I have a c++ binary that uses glog. I run that binary within beam python on cloud dataflow. I want to save c++ binary's stdout, stderr and any log file for later inspection. What's the best way to do that?
This guide gives an example for beam java. I tried to do something like that.
def sample(target, output_dir):
import os
import subprocess
import tensorflow as tf
log_path = target + ".log"
with tf.io.gfile.GFile(log_path, mode="w") as log_file:
subprocess.run(["/app/.../sample.runfiles/.../sample",
"--target", target,
"--logtostderr"],
stdout=log_file,
stderr=subprocess.STDOUT)
I got the following error.
...
File "apache_beam/runners/common.py", line 624, in apache_beam.runners.common.SimpleInvoker.invoke_process
File "/home/swang/.cache/bazel/_bazel_swang/09eb83215bfa3a8425e4385b45dbf00d/execroot/__main__/bazel-out/k8-opt/bin/garage/sample_launch.runfiles/pip_parsed_deps_apache_beam/site-packages/apache_beam/transforms/core.py", line 1877, in <lambda>
wrapper = lambda x, *args, **kwargs: [fn(x, *args, **kwargs)]
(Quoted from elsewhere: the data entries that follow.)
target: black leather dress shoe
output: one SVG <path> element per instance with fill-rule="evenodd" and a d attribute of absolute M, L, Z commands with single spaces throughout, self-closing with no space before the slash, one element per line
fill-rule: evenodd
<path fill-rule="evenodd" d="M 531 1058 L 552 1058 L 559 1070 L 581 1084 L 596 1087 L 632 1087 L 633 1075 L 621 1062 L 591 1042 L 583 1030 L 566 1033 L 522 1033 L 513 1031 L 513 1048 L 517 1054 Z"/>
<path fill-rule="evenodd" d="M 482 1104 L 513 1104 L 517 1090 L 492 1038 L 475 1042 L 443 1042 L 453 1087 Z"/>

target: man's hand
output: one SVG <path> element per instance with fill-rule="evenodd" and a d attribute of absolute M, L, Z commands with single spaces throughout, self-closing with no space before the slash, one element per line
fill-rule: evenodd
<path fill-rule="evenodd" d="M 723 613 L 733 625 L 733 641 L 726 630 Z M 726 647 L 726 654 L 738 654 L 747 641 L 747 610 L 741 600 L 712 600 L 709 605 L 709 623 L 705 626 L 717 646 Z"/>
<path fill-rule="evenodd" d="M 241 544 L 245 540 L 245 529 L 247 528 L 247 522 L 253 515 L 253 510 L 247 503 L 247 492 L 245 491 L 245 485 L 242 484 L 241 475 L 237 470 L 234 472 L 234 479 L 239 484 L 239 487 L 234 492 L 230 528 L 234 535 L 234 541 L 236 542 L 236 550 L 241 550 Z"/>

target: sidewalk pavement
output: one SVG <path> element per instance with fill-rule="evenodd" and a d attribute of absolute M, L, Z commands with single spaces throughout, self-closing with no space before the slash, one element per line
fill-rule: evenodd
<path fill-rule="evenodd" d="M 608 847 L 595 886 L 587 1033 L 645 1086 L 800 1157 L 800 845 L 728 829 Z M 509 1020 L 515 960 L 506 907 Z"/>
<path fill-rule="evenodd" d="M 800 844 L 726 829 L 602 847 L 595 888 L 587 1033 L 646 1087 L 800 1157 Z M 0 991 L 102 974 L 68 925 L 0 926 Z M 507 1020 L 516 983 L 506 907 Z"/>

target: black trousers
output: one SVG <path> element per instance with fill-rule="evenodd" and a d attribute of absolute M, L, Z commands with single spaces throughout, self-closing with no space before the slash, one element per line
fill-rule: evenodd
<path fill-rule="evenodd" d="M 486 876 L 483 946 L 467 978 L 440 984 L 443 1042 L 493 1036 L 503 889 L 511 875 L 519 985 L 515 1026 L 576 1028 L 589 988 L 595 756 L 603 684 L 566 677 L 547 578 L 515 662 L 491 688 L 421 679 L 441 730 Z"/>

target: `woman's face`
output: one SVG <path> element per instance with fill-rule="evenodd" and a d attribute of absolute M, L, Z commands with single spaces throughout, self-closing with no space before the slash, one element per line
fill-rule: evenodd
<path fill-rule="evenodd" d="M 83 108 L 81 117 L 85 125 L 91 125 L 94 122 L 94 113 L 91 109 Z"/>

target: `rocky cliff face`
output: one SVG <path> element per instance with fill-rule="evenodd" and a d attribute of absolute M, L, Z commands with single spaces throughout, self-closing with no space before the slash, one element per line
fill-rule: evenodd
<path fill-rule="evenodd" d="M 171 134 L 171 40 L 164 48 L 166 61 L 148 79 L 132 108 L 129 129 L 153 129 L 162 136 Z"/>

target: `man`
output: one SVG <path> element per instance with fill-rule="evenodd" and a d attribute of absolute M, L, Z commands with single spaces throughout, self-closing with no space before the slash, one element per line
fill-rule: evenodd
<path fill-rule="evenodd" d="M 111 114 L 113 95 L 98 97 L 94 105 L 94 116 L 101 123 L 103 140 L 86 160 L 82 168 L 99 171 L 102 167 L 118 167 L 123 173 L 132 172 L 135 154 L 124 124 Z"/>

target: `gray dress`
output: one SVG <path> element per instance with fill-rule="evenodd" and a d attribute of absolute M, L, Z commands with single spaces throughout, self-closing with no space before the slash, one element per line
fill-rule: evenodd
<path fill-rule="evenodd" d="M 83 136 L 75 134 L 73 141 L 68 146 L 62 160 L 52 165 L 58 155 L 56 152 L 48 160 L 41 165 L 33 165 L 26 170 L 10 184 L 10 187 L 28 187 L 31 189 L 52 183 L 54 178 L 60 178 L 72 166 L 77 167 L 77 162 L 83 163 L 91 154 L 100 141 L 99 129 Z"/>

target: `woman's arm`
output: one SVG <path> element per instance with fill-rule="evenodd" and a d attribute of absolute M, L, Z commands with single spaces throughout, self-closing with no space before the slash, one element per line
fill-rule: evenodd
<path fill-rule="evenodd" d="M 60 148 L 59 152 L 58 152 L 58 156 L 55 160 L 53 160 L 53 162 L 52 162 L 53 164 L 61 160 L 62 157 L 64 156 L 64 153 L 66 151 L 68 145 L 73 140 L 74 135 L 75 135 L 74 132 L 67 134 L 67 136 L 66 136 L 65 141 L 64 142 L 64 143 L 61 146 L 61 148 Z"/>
File "/home/swang/.cache/bazel/_bazel_swang/09eb83215bfa3a8425e4385b45dbf00d/execroot/__main__/bazel-out/k8-opt/bin/garage/sample_launch.runfiles/__main__/garage/sample_launch.py", line 17, in sample
File "/usr/local/lib/python3.8/subprocess.py", line 493, in run
with Popen(*popenargs, **kwargs) as process:
File "/usr/local/lib/python3.8/subprocess.py", line 808, in __init__
errread, errwrite) = self._get_handles(stdin, stdout, stderr)
File "/usr/local/lib/python3.8/subprocess.py", line 1489, in _get_handles
c2pwrite = stdout.fileno()
AttributeError: 'GFile' object has no attribute 'fileno' [while running 'Map(functools.partial(<function sample at 0x7f45e8aa5a60>, output_dir='gs://swang/sample/20220815_test'))-ptransform-28']
google.cloud.storage
API also does not seem to expose fileno()
.
import google.cloud.storage
google.cloud.storage.blob.Blob("test", google.cloud.storage.bucket.Bucket(google.cloud.storage.client.Client(), "swang"))
<Blob: swang, test, None>
blob = google.cloud.storage.blob.Blob("test", google.cloud.storage.bucket.Bucket(google.cloud.storage.client.Client(), "swang"))
reader = google.cloud.storage.fileio.BlobReader(blob)
reader.fileno()
Traceback (most recent call last):
File "/usr/lib/python3.8/code.py", line 90, in runcode
exec(code, self.locals)
I also considered writing the logs in c++ binary rather than passing them to python. As glog is implemented on top of c++ FILE
rather than iostream
, I have to reset stdout
etc to gcs at FILE
level like this rather than reset cout
to gcs in iostream
level like this. But gcs c++ API is only implemented on top of iostream
, so this approach does not work. Using dup2
like this is another approach but seem too complicated and expensive.